Ihre Fragen zu Wohngeld als BAföG Empfänger

Wenn Sie bereits eine Förderung nach dem Bundesausbildungsförderungsgesetz erhalten, ist im Regelfall ein zusätzliches Wohngeld nicht vom Gesetzgeber vorgesehen. Nur in einigen Ausnahmefällen sind BAföG-Empfänger gleichzeitig berechtigt, Wohngeld zu erhalten.

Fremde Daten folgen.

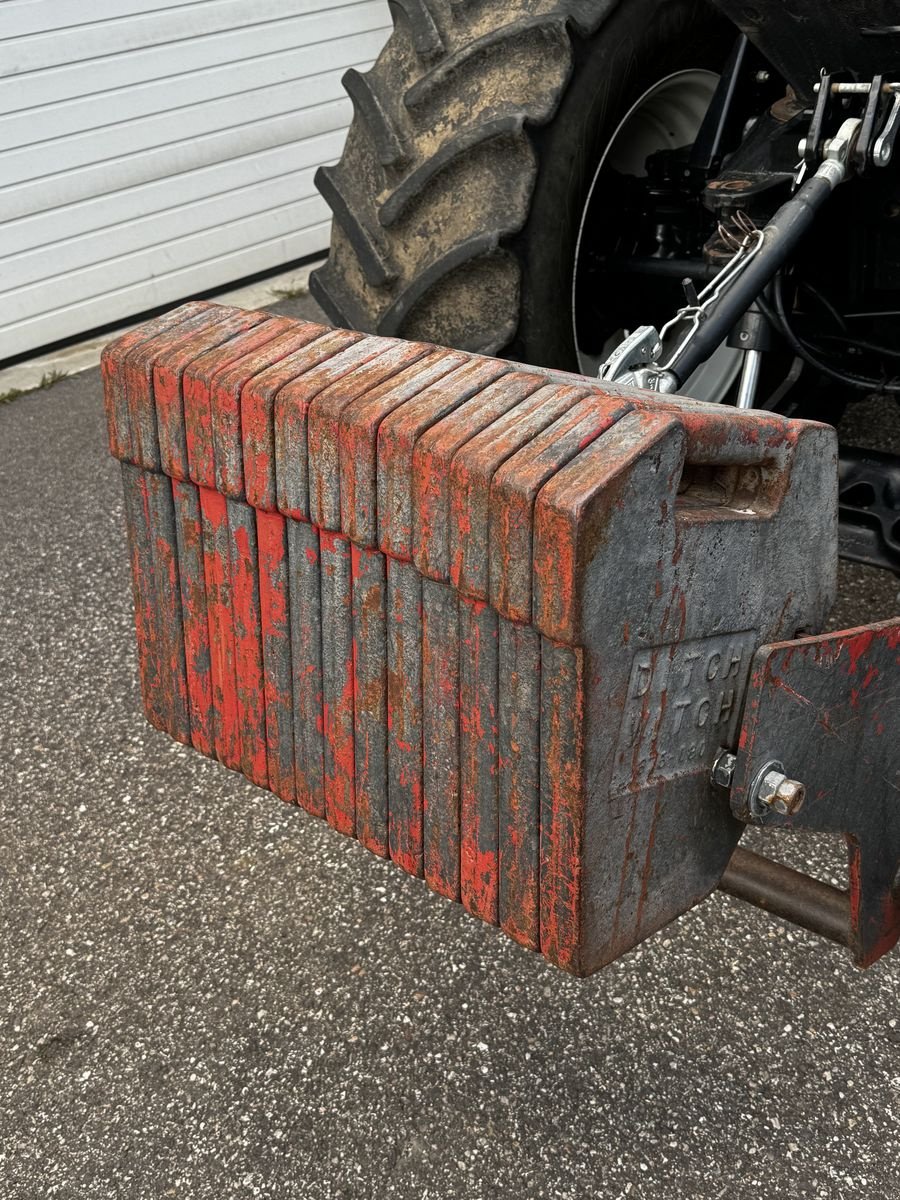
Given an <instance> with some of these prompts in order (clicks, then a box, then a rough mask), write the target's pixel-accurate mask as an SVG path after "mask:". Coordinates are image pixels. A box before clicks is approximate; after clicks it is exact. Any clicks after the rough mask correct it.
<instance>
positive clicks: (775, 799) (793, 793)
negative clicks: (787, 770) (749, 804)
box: [754, 762, 806, 817]
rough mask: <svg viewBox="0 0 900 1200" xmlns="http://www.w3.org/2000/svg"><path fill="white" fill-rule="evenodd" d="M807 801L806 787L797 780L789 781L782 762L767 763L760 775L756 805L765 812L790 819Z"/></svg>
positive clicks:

Wohngeld sollten Sie beantragen:

  • wenn Ihre Förderung nach dem BAföG komplett als verzinsliches Bankdarlehen ausgezahlt wird, also die sonst übliche 50/50-Regelung nicht mehr gilt, s. hierzu „Rückzahlung“. Die 50/50-Regelung entfällt nach mehrfachem Fachrichtungswechsel oder wenn BAföG als Studienabschlusshilfe gezahlt wird;
  • wenn man gemeinsam mit anderen Familienmitgliedern, die dem Grunde nach nicht BAföG-berechtigt sind (also bspw. der Ehepartner bzw. eingetragener Lebenspartner oder vor allem Kinder) in einer Haushalts- und Wirtschaftsgemeinschaft lebt.

Bezuschussung für Wohnen bekommt also nur, wer seinen zuvor bestehenden Grundanspruch auf BAföG nicht mehr hat, bspw. bei Überschreiten der Förderungshöchstdauer, bei fehlenden Leistungen, bei wiederholtem Nichtbestehen oder mehrfachem Fachwechsel. In diesen Fällen stellen BAföG-Ämter in der Regel zum Nachweis für das Wohngeldamt einen negativen Bescheid aus. Sprechen Sie mit einem Berater bei Ihrem zuständigen BAföG-Amt, welche Unterlagen in Ihrem Fall für einen solchen Bescheid benötigt werden.